XXII CONGRESSO BRASILEIRO DE ENTOMOLOGIA

24 a 29 de agosto 2008- Uberlândia, MG
Presidente: Evaldo Vilela – UFV/SECTES-MG
Secretário: Kleber Del Claro – UFU
Tesoureiro: José Magid Waquil – Embrapa Milho e Sorgo

Organização:
UFV – Universidade Federal de Viçosa
UFU – Universidade Federal de Uberlândia
Embrapa Milho e Sorgo
 

MODELOS DE DISTRIBUIÇÃO E GESTÃO DE RISCO DE INSETOS-PRAGA DE EUCALIPTO NO BRASIL

 

Autores:
RONALD ZANETTI, DALVA LUIZ DE QUEIROZ, ELISIANE CASTRO DE QUEIROZ, MARILICE GARRASTAZU, BIANCA VIQUE FERNANDES, JAIME IVÁN RODRIGUEZ FERNANDEZ
Areas
: [Entomologia Florestal (Ef) ]
Email de contato: zanetti@ufla.br

Palavras-chave: dispersão, controle, modelagem


Resumo:

Com a intensificação do comércio de produtos e do deslocamento de pessoas, a partir da década de 90, houve várias introduções de pragas e doenças em várias culturas florestais, causando prejuízos diretos as plantas e o aumento nos custos de produção. A proximidade taxonômica do eucalipto com diversas espécies florestais brasileiras e os extensos plantios homogêneos contínuos favoreceram a adaptação de muitos insetos que atingiram o status de pragas. Dentre as várias pragas introduzidas, destacamos: Gonipterus scutellatus, Ctenarytaina spatulata, Leptocybe invasa, Epichrysocharis burwelii, Glycaspis brimblecombei, Thaumastocoris peregrinus, e outras com potencial de entrada no país como Cardiaspina fiscella, Eucalyptolyma maidenii, Ophelimus maskelli e, Cryptoneossa triangula.
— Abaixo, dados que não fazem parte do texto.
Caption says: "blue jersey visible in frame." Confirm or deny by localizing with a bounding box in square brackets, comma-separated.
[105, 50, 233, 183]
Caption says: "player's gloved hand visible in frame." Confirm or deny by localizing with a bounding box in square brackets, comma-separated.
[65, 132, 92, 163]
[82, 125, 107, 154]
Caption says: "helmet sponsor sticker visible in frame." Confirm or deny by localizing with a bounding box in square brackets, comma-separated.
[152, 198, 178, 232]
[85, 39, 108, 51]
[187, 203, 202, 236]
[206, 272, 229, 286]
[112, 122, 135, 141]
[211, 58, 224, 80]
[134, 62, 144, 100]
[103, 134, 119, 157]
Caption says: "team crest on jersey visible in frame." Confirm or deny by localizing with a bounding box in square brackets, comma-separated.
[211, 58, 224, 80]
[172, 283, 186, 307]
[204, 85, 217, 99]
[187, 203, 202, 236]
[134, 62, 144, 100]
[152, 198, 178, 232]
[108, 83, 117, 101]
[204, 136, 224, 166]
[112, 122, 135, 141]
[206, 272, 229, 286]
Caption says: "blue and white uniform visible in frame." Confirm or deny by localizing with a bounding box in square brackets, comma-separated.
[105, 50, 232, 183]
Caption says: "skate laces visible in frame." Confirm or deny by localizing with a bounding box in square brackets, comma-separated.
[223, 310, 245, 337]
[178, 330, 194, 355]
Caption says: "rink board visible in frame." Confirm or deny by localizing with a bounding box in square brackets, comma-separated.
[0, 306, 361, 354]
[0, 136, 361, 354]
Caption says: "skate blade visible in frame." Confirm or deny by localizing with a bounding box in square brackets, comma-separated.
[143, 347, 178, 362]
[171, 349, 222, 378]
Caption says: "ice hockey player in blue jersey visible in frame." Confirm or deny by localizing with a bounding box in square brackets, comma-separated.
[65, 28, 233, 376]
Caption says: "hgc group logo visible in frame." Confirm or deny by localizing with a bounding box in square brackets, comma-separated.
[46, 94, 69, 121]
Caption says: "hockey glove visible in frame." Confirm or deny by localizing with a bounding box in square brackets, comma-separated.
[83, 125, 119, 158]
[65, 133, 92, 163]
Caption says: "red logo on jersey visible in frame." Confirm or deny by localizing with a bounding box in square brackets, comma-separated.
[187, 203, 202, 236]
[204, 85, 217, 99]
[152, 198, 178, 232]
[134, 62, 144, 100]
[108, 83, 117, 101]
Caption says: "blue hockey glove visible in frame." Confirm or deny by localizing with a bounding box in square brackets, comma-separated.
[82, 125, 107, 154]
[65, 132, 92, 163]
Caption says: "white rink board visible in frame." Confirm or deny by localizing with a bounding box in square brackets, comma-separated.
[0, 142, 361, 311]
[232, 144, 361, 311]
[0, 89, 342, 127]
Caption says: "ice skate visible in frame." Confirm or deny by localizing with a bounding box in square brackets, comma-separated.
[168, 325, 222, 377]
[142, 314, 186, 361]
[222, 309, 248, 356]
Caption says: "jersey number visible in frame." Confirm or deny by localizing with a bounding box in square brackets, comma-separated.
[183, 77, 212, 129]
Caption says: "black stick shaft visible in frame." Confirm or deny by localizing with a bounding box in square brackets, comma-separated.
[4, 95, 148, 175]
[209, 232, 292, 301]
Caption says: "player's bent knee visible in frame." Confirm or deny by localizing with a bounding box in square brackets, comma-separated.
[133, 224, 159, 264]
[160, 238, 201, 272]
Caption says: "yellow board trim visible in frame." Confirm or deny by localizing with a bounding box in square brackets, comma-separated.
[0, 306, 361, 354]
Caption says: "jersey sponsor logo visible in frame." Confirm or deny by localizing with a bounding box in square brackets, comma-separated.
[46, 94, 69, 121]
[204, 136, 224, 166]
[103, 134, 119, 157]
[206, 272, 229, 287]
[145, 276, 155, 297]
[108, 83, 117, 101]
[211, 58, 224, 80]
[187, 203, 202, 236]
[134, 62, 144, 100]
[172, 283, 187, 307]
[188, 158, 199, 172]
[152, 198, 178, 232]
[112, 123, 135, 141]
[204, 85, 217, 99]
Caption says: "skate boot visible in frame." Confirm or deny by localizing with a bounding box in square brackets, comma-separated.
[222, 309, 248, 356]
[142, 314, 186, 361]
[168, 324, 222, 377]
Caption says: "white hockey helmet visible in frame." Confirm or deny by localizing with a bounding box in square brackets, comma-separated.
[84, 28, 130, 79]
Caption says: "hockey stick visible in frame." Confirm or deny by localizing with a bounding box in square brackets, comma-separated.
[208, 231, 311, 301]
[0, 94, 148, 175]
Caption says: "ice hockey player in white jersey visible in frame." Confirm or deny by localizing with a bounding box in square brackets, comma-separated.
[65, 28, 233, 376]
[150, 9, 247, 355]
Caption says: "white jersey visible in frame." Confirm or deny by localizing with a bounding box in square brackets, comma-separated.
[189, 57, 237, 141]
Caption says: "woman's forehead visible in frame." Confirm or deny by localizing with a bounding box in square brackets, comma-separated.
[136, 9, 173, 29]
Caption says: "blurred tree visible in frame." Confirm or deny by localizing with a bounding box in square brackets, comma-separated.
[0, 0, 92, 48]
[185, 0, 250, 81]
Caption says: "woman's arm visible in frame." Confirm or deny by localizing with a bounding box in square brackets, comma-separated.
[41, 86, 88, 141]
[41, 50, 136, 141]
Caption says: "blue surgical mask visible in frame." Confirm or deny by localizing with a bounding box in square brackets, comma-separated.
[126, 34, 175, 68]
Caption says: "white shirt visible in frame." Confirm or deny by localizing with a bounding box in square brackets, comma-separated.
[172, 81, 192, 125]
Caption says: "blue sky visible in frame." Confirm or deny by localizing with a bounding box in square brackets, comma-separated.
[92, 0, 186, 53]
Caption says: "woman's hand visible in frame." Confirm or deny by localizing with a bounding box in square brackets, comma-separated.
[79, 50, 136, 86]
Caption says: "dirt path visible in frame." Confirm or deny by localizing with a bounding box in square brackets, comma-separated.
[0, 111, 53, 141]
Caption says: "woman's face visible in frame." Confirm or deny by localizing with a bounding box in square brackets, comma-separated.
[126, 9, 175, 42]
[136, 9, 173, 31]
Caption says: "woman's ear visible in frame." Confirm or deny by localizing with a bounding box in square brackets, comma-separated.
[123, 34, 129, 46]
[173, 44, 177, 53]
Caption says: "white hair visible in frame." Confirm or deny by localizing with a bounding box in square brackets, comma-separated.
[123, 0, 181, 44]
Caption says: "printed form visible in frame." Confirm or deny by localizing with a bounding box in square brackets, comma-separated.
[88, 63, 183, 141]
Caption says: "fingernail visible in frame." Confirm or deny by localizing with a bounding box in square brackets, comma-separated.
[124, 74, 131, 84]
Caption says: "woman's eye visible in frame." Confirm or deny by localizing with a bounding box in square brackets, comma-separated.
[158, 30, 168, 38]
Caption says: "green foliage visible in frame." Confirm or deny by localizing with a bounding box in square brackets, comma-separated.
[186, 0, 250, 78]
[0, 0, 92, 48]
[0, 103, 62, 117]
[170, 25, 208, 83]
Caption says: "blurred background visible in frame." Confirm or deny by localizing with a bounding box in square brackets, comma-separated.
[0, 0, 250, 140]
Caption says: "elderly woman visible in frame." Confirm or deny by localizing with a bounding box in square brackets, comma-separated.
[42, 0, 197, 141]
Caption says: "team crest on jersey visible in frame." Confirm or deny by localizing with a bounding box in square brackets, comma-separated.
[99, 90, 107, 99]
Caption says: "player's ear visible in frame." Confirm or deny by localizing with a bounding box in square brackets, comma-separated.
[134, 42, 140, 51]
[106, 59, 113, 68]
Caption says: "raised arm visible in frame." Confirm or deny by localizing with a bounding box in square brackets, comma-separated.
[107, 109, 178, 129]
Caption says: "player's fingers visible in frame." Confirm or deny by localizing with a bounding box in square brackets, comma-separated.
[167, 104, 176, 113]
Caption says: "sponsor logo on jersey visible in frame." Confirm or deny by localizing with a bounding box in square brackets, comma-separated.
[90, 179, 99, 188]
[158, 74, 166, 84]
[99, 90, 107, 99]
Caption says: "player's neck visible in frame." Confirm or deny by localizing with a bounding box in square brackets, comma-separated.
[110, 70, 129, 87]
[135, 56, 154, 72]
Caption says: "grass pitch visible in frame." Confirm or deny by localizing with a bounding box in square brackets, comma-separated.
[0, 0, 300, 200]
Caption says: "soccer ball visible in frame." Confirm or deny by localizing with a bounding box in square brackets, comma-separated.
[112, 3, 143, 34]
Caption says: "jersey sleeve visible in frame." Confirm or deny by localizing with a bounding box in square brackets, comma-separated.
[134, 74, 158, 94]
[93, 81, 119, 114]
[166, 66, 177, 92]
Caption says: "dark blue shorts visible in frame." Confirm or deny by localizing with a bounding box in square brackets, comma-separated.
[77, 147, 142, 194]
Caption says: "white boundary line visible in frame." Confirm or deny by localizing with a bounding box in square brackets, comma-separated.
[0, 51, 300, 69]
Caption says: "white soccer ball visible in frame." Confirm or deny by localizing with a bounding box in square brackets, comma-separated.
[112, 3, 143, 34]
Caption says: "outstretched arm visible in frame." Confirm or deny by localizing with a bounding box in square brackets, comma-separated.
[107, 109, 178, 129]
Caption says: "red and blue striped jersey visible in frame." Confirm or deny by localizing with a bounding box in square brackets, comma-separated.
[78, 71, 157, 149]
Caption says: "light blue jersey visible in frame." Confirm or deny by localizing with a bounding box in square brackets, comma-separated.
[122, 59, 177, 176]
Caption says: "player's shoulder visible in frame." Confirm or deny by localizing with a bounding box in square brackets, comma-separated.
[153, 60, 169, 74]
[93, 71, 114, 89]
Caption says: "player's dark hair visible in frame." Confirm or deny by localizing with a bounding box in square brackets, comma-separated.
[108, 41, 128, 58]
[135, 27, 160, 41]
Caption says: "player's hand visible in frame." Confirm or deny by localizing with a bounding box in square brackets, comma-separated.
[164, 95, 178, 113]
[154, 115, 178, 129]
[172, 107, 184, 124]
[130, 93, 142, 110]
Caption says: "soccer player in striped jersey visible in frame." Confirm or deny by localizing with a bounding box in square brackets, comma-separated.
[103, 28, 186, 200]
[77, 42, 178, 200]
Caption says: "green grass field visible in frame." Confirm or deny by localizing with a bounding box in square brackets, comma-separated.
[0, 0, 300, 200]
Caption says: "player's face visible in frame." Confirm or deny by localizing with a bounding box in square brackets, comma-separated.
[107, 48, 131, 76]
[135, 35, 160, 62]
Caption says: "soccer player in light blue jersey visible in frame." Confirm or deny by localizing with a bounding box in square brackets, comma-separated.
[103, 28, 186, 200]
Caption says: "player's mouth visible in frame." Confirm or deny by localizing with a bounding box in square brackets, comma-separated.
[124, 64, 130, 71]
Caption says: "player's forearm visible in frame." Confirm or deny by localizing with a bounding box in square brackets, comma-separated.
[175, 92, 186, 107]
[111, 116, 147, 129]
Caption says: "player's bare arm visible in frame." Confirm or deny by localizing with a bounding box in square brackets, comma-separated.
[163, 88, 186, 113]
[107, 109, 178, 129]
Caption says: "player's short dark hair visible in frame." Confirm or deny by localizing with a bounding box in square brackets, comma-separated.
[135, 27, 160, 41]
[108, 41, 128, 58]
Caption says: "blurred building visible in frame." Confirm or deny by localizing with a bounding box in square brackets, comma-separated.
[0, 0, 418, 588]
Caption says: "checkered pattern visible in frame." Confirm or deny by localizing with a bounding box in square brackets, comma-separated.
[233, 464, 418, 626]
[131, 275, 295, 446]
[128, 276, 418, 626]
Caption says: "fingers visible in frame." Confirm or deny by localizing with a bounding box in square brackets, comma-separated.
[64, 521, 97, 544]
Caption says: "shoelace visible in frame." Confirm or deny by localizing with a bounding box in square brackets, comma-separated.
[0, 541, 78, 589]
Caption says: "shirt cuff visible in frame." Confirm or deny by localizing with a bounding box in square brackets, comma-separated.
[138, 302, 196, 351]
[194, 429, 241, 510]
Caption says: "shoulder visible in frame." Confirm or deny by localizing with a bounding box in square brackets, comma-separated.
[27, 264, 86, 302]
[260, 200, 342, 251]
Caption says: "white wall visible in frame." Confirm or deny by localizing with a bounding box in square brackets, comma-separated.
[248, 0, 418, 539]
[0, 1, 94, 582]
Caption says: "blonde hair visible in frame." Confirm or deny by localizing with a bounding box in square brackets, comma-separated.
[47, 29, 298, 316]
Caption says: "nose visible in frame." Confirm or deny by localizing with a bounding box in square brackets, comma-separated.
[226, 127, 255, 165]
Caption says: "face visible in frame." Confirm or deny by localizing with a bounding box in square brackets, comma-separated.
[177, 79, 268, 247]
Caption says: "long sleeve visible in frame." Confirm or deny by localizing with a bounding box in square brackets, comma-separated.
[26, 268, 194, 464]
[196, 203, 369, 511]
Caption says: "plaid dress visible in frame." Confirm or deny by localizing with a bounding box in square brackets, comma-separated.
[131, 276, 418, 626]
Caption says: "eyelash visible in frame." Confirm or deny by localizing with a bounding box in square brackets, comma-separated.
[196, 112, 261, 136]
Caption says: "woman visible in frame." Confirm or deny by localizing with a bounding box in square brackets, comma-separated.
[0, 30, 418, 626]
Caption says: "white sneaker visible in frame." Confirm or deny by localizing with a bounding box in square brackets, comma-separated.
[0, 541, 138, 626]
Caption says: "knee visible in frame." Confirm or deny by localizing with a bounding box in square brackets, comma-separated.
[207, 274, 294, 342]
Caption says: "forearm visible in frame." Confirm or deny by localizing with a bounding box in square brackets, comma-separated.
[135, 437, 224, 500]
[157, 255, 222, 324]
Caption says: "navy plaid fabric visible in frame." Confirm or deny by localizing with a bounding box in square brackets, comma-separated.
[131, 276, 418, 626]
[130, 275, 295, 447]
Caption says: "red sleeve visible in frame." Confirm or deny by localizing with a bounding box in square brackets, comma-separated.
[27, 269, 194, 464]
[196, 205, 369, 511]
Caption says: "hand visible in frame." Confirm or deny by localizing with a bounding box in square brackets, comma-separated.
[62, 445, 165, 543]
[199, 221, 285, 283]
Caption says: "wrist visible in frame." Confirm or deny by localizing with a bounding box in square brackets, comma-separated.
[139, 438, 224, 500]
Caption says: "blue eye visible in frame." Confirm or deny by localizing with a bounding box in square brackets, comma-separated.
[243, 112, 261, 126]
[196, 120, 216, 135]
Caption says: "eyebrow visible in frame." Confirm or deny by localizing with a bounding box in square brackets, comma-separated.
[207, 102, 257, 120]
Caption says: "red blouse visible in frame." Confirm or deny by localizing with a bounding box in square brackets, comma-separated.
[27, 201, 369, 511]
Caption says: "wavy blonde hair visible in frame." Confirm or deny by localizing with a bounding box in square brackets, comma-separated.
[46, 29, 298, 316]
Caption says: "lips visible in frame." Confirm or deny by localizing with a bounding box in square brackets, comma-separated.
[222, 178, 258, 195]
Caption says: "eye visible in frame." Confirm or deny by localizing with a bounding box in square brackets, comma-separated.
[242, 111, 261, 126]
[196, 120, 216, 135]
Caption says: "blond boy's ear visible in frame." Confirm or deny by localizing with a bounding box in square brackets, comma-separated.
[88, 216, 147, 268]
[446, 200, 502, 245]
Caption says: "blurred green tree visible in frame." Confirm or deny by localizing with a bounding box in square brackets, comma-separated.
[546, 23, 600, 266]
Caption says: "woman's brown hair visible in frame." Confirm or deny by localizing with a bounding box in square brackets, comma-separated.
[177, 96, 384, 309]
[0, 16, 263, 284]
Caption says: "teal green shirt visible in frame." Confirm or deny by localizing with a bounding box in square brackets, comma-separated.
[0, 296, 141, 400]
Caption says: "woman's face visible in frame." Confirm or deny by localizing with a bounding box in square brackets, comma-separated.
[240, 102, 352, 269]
Surge a necessidade da elaboração e desenvolvimento de um projeto de gestão de risco de agentes prejudiciais aos materiais genéticos de eucaliptos mais utilizados e para os novos clones, gerando uma base de dados que permita o planejamento e o gerenciamento destes, minimizando perdas de produtividade. Para isso, inicialmente foi feito um levantamento dos dados existentes sobre a ocorrência de surtos de pragas de acordo com os fatores bioclimáticos, que servirão de base para gerar mapas de distribuição potencial e simulação de dispersão. Os dados coletados são submetidos a análises multivariadas, buscando correlações entre os fatores considerados e estão em processo de pesquisa para distribuição das espécies citadas, incluindo seu potencial de expansão em novas regiões, utilizando os programas OpenModeller e SAM (Spatial analysis in macroecology), usando distintos algoritmos de modelagem. Obtidas as modelagens, estas serão disponibilizadas em um site próprio. Estratégias poderão ser traçadas para monitorar, controlar as pragas já introduzidas e prevenir a entrada de outras com potencial de introdução.